# Comunicación USB usando VISUAL BASIC 2008 /PIC18f4550



## nadita (Nov 4, 2010)

Buenas!! Estoy haciendo un programa donde envío datos (caracteres) del PIC18f4550 a la PC por USB usando pulsadores, ya comprobe el correcto funcionamiento con el Hyperterminal.
Ahora quisiera es recibir los datos en VISUAL BASIC 2008, debido a que tengo que realizar una interfaz visual.

Alguien que me ayude a programar en visual basic 2008 para recibir datos por usb a un textbox.

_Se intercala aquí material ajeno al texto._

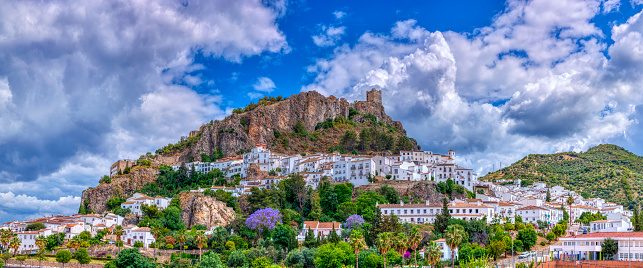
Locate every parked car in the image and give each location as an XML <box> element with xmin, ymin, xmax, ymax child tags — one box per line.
<box><xmin>519</xmin><ymin>252</ymin><xmax>530</xmax><ymax>259</ymax></box>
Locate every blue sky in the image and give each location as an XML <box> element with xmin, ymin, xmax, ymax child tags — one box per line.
<box><xmin>0</xmin><ymin>0</ymin><xmax>642</xmax><ymax>223</ymax></box>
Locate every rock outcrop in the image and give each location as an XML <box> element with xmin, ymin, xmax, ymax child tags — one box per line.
<box><xmin>177</xmin><ymin>192</ymin><xmax>236</xmax><ymax>229</ymax></box>
<box><xmin>81</xmin><ymin>167</ymin><xmax>159</xmax><ymax>213</ymax></box>
<box><xmin>167</xmin><ymin>90</ymin><xmax>417</xmax><ymax>161</ymax></box>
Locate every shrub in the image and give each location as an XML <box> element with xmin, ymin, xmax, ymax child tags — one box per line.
<box><xmin>15</xmin><ymin>256</ymin><xmax>26</xmax><ymax>261</ymax></box>
<box><xmin>540</xmin><ymin>241</ymin><xmax>546</xmax><ymax>246</ymax></box>
<box><xmin>134</xmin><ymin>241</ymin><xmax>144</xmax><ymax>248</ymax></box>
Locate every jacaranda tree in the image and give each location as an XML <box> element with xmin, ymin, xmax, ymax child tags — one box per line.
<box><xmin>245</xmin><ymin>207</ymin><xmax>282</xmax><ymax>237</ymax></box>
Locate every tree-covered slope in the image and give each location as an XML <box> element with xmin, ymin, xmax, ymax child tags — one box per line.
<box><xmin>482</xmin><ymin>144</ymin><xmax>643</xmax><ymax>208</ymax></box>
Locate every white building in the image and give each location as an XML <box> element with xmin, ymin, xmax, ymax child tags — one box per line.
<box><xmin>121</xmin><ymin>227</ymin><xmax>155</xmax><ymax>248</ymax></box>
<box><xmin>297</xmin><ymin>221</ymin><xmax>342</xmax><ymax>241</ymax></box>
<box><xmin>550</xmin><ymin>232</ymin><xmax>643</xmax><ymax>261</ymax></box>
<box><xmin>17</xmin><ymin>229</ymin><xmax>52</xmax><ymax>253</ymax></box>
<box><xmin>378</xmin><ymin>200</ymin><xmax>496</xmax><ymax>224</ymax></box>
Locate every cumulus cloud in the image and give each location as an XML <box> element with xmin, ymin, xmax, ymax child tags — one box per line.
<box><xmin>302</xmin><ymin>0</ymin><xmax>642</xmax><ymax>176</ymax></box>
<box><xmin>333</xmin><ymin>10</ymin><xmax>347</xmax><ymax>19</ymax></box>
<box><xmin>0</xmin><ymin>193</ymin><xmax>81</xmax><ymax>221</ymax></box>
<box><xmin>312</xmin><ymin>26</ymin><xmax>347</xmax><ymax>47</ymax></box>
<box><xmin>252</xmin><ymin>77</ymin><xmax>277</xmax><ymax>92</ymax></box>
<box><xmin>0</xmin><ymin>0</ymin><xmax>288</xmax><ymax>222</ymax></box>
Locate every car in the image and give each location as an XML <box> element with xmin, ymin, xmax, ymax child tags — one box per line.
<box><xmin>519</xmin><ymin>252</ymin><xmax>530</xmax><ymax>259</ymax></box>
<box><xmin>530</xmin><ymin>251</ymin><xmax>537</xmax><ymax>256</ymax></box>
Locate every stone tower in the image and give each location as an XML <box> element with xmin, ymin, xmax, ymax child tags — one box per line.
<box><xmin>366</xmin><ymin>88</ymin><xmax>382</xmax><ymax>104</ymax></box>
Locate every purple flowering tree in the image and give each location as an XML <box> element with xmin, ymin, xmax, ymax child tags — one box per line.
<box><xmin>344</xmin><ymin>214</ymin><xmax>365</xmax><ymax>230</ymax></box>
<box><xmin>245</xmin><ymin>207</ymin><xmax>282</xmax><ymax>237</ymax></box>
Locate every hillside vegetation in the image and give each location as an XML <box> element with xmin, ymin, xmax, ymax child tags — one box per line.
<box><xmin>483</xmin><ymin>144</ymin><xmax>643</xmax><ymax>208</ymax></box>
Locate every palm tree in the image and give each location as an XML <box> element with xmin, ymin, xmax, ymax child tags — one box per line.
<box><xmin>176</xmin><ymin>232</ymin><xmax>187</xmax><ymax>259</ymax></box>
<box><xmin>407</xmin><ymin>227</ymin><xmax>422</xmax><ymax>267</ymax></box>
<box><xmin>9</xmin><ymin>236</ymin><xmax>21</xmax><ymax>257</ymax></box>
<box><xmin>445</xmin><ymin>225</ymin><xmax>465</xmax><ymax>268</ymax></box>
<box><xmin>150</xmin><ymin>226</ymin><xmax>163</xmax><ymax>261</ymax></box>
<box><xmin>0</xmin><ymin>229</ymin><xmax>13</xmax><ymax>254</ymax></box>
<box><xmin>194</xmin><ymin>232</ymin><xmax>207</xmax><ymax>261</ymax></box>
<box><xmin>425</xmin><ymin>241</ymin><xmax>442</xmax><ymax>268</ymax></box>
<box><xmin>394</xmin><ymin>233</ymin><xmax>407</xmax><ymax>267</ymax></box>
<box><xmin>35</xmin><ymin>235</ymin><xmax>48</xmax><ymax>267</ymax></box>
<box><xmin>566</xmin><ymin>195</ymin><xmax>574</xmax><ymax>225</ymax></box>
<box><xmin>349</xmin><ymin>230</ymin><xmax>367</xmax><ymax>268</ymax></box>
<box><xmin>377</xmin><ymin>232</ymin><xmax>392</xmax><ymax>268</ymax></box>
<box><xmin>112</xmin><ymin>226</ymin><xmax>124</xmax><ymax>255</ymax></box>
<box><xmin>68</xmin><ymin>236</ymin><xmax>82</xmax><ymax>253</ymax></box>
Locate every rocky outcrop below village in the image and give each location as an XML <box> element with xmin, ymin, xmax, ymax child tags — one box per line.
<box><xmin>80</xmin><ymin>167</ymin><xmax>159</xmax><ymax>213</ymax></box>
<box><xmin>177</xmin><ymin>192</ymin><xmax>236</xmax><ymax>229</ymax></box>
<box><xmin>165</xmin><ymin>90</ymin><xmax>418</xmax><ymax>161</ymax></box>
<box><xmin>354</xmin><ymin>179</ymin><xmax>467</xmax><ymax>203</ymax></box>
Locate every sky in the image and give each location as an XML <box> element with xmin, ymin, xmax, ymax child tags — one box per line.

Realmente ni se que debería de colocar o donde se configura la velocidad o el protocolo a utilizar....Gracias, espero su pronta respuesta....


----------



## ByAxel (Nov 4, 2010)

Usaste el Hyperterminal? supongo que estas usando CDC para comunicarte por USB, si ese es el caso es fácil; busca en el foro temas relacionados a la comunicación por el puerto serie "Serial port" con Visual Studio.
Control de dispositivos a través del módulo USB del PIC18F2550


----------



## nadita (Nov 4, 2010)

pero hablan es del puerto serial y no del puerto usb...


----------



## ByAxel (Nov 4, 2010)

Es ese tema es full USB hay ejemplos con HID y CDC, también una parte donde integran el *.dll generado con el EasyHID para usarlo desde el VS2008, solo busca... Pero ya te digo que el HID es complicado por eso dije como usaste el Hyperterminal entonces estas simulando un puerto serie por USB a eso se llama CDC y es más fácil de controlar con el control "SerialPort" del VS2008.

Es así? que acá no somos adivinos; da la mayor información posible sobre lo que buscas hacer y ya veremos...

saludos.


----------



## jnatera (Mar 31, 2012)

Tambien sirve para visual estudio 2010, no hay problema si se hace tanto en 2008 lo mismo en 2010??


----------